Additional Steps Could Be Required to Obtain Certificate

April 27, 2011

Oregon’s Diploma Debacle

by Alexis Mattera

What does it take to earn a high school diploma? At most schools, going to class and earning passing grades for four years is enough but in Oregon, students may have to do a little more legwork to have that valuable piece of paper in their possession.

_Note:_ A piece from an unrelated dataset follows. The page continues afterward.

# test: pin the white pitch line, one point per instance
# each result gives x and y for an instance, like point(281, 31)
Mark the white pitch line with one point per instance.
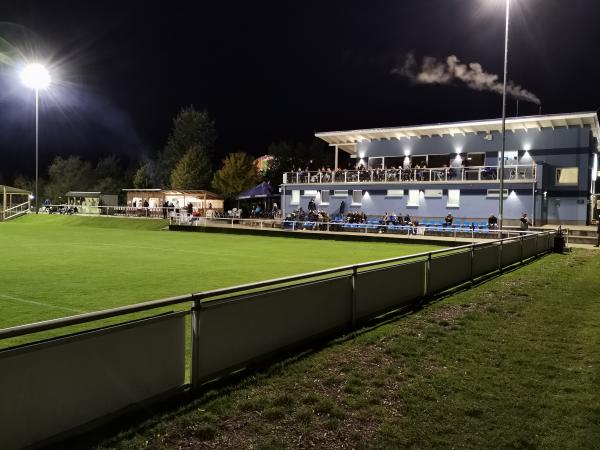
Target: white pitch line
point(47, 305)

The Oregon House of Representatives approved a bill that would require high school students to complete one of three additional steps before they can turn their tassels from right to left. Though its main focus is to increase college applications and enrollment rates, the bill – sponsored by Rep. Tobias Read – says students can fulfill the requirements by submitting an enlistment application to the military or attending an orientation session for an apprenticeship or training program as well as applying to a postsecondary institution. “This bill does not intend to tell anyone what choice is right for them,” Read told The Oregonian. “It merely aims to prompt the consideration of those options and encourage students to think about what’s important to them.”

Read does have supporters – after all, the bill passed 33 to 26 and has moved on to the Oregon State Senate – but also numerous detractors, like Rep. Mike Schaufler. "This is not about education," Schaufler said. "It's just one more piece of paper. It's one more hoop we're making people jump through to get the diploma they have already earned."

Whose corner are you in – Read’s or Schaufler’s?